João Soares

O vício das horas extras em Portugal

Após as crises financeiras que abalaram o país, Portugal conseguiu, de certa forma, reerguer-se toranando-se mais atrativo para cidadãos estrangeiros, graças ao seu clima, gastronomia e beleza natural. A economia tem sido impulsionada por este apelo, e os empregos estão fortemente concentrados no setor dos serviços, nomeadamente nos serviços de apoio ao cliente, que exigem cada vez mais horas extraordinárias. O limite máximo de horas de trabalho por semana permitido em Portugal é de 40. A Espanha prepara-se para reduzir esse limite para 37,5 horas semanais, e a média de horas de trabalho nos Países Baixos é de 32. Acredito que este limite evoluirá no futuro em toda a Europa, significando menos tempo de trabalho e mais tempo de vida pessoal. No entanto, em Portugal, muitas pessoas trabalham acima do limite legal de 40 horas, e não parece haver perspetivas de melhoria.

Código do trabalho

O governo de Luís Montenegro irá lançar novas regras para o Código do Trabalho, e uma das medidas deste pacote de políticas é o regresso do chamado “banco de horas”, que permitirão aos empregadores solicitar horas extraordinárias aos trabalhadores sem pagamento adicional, compensando posteriormente com dispensas.
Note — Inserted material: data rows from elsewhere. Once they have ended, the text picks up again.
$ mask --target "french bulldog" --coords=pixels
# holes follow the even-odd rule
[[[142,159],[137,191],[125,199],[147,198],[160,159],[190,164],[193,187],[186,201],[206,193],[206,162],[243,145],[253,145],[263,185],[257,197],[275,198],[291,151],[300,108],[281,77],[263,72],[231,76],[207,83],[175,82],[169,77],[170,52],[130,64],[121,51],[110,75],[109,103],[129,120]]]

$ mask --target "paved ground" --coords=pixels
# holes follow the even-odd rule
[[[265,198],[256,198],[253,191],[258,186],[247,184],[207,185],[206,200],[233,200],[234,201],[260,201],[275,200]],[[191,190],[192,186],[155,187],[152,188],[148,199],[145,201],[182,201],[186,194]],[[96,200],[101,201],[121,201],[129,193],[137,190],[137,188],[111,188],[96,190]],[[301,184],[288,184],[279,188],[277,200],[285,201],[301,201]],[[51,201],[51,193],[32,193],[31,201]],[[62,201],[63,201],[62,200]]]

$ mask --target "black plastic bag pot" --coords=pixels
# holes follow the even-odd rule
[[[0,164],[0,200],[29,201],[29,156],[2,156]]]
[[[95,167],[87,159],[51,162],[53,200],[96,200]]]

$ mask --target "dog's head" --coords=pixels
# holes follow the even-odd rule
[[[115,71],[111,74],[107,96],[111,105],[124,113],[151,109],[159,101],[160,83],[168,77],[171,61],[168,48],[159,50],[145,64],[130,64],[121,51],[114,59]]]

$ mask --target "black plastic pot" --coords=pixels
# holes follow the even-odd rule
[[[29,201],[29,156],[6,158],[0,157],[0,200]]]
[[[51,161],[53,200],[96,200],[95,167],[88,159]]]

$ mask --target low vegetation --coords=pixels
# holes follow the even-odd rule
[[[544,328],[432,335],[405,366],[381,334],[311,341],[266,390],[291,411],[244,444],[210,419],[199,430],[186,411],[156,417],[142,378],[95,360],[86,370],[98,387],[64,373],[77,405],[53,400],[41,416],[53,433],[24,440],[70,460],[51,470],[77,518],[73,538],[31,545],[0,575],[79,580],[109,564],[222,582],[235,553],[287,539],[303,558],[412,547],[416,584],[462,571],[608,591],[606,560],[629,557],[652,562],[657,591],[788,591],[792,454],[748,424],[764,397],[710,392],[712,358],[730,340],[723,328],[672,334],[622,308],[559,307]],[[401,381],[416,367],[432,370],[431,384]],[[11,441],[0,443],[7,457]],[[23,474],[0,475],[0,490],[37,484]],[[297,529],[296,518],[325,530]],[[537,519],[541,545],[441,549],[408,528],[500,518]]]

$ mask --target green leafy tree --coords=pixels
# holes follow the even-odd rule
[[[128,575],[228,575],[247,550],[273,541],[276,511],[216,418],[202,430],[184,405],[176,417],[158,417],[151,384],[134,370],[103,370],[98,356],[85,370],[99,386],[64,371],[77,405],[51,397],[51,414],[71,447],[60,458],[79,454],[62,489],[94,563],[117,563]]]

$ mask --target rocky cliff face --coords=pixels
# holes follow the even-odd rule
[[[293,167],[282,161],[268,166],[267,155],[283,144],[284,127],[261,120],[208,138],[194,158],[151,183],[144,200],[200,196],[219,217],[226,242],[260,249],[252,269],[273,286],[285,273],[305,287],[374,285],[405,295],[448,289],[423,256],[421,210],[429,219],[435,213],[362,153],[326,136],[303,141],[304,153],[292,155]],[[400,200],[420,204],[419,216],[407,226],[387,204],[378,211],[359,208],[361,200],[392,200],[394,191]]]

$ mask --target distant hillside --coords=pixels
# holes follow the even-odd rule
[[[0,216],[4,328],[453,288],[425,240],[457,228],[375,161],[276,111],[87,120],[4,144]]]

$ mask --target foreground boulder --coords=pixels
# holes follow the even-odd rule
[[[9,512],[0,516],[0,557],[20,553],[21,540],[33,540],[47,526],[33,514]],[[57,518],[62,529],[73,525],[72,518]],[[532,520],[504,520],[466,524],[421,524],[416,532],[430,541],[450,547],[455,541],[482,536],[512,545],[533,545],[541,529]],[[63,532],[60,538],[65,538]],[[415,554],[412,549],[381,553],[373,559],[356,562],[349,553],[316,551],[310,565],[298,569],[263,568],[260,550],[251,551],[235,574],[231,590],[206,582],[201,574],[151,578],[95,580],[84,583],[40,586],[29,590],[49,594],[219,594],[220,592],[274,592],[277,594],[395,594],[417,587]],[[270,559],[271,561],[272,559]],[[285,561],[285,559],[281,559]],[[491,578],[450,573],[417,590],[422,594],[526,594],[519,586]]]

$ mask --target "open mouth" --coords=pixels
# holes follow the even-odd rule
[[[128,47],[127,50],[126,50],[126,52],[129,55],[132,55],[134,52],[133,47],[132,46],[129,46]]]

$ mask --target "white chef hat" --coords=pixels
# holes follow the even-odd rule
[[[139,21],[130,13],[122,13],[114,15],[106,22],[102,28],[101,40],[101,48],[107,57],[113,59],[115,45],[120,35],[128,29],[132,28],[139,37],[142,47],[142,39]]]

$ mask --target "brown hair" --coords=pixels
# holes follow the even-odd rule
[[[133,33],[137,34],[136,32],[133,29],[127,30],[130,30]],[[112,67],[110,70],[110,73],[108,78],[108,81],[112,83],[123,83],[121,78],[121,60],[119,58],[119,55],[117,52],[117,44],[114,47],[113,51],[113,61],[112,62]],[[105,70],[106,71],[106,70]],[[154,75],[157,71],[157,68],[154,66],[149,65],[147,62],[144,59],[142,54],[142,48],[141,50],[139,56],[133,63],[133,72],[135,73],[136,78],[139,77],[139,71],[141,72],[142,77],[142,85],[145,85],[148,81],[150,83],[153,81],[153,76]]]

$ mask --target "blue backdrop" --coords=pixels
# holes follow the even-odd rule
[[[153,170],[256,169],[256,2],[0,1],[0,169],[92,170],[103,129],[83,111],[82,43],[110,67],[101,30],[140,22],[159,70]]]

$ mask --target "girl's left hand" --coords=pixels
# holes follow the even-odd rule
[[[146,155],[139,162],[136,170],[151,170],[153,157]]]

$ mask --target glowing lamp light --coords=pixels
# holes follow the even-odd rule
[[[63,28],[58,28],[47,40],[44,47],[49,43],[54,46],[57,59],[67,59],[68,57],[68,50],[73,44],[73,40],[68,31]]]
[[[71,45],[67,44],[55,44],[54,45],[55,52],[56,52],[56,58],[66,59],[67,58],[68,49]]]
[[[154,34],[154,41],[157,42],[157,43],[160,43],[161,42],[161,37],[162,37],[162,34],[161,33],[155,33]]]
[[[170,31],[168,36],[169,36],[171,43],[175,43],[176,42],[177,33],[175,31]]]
Antes desta proposta, muitas pequenas empresas já utilizavam este método devido à fraca fiscalização do mercado de trabalho, mas agora, se a medida for aprovada no parlamento, as grandes empresas também passarão a utilizá-lo. Os trabalhadores sairão prejudicados e a dependência das horas extraordinárias continuará.


Não me interpretem mal, caros leitores. O banco de horas é um mecanismo interessante para proporcionar flexibilidade às empresas com procura sazonal, e também aos próprios trabalhadores. No entanto, é fundamental compreender bem o contexto do país para implementar boas políticas. Em Portugal, a fraca inspeção do trabalho e o desequilíbrio de poder entre empregador e trabalhador tornam este sistema muito mais suscetível a abusos do que a benefícios.

A doença do mercado de trabalho

A associação dos agricultores pediu ao governo que permitisse 60 horas de trabalho por semana nos setores que sofrem com a falta de mão de obra. Isto representa uma regressão total das leis laborais modernas, especialmente quando existem inúmeros estudos que comprovam que menos horas de trabalho aumentam a produtividade e a felicidade dos trabalhadores — num país que enfrenta sérios problemas de saúde mental e de produtividade. Contudo, o impacto vai além do equilíbrio entre vida profissional e pessoal. A necessidade é o motor da inovação e do progresso. Ao conceder mecanismos que permitem mais horas extraordinárias nos setores carenciados, estamos a criar inércia no caminho para melhores práticas empresariais e métodos de trabalho, nomeadamente a digitalização e a automação. Esta doença do mercado de trabalho em Portugal não é exclusiva do setor privado. Os trabalhadores do setor judicial, dos serviços de emergência, da recolha do lixo e, especialmente, do setor da saúde, sofrem todos de um uso extremo de horas extraordinárias. Esta situação tem originado um grande número de greves, cujas reivindicações incluem o aumento dos salários para preencher os postos de trabalho. Os trabalhadores do setor da saúde são um dos temas mais debatidos na atualidade do país. Trabalham acima do número recomendado de horas, e uma das principais causas deste problema é a falta de profissionais — mais uma vez. Contudo, ao contrário do que muitos pensam, a maioria não vai para o setor privado. O destino mais comum são os médicos tarefeiros, que, devido à melhor remuneração horária e maior flexibilidade, atraem os profissionais de saúde. O sistema tem esta falha, e é importante resolvê-la.

As soluções 

Em países envelhecidos, como a Grécia e Portugal, os desafios são semelhantes. O envelhecimento da população e a saída de jovens em busca de melhores oportunidades agravam a situação. A solução passa por melhores práticas de gestão que aumentem a eficiência, a produtividade e a valorização das carreiras públicas essenciais, bem como pela atração de imigração qualificada. O trabalho extraordinário é um paliativo que apenas disfarça a verdadeira doença e agrava problemas já existentes, como a baixa produtividade e a fraca saúde mental.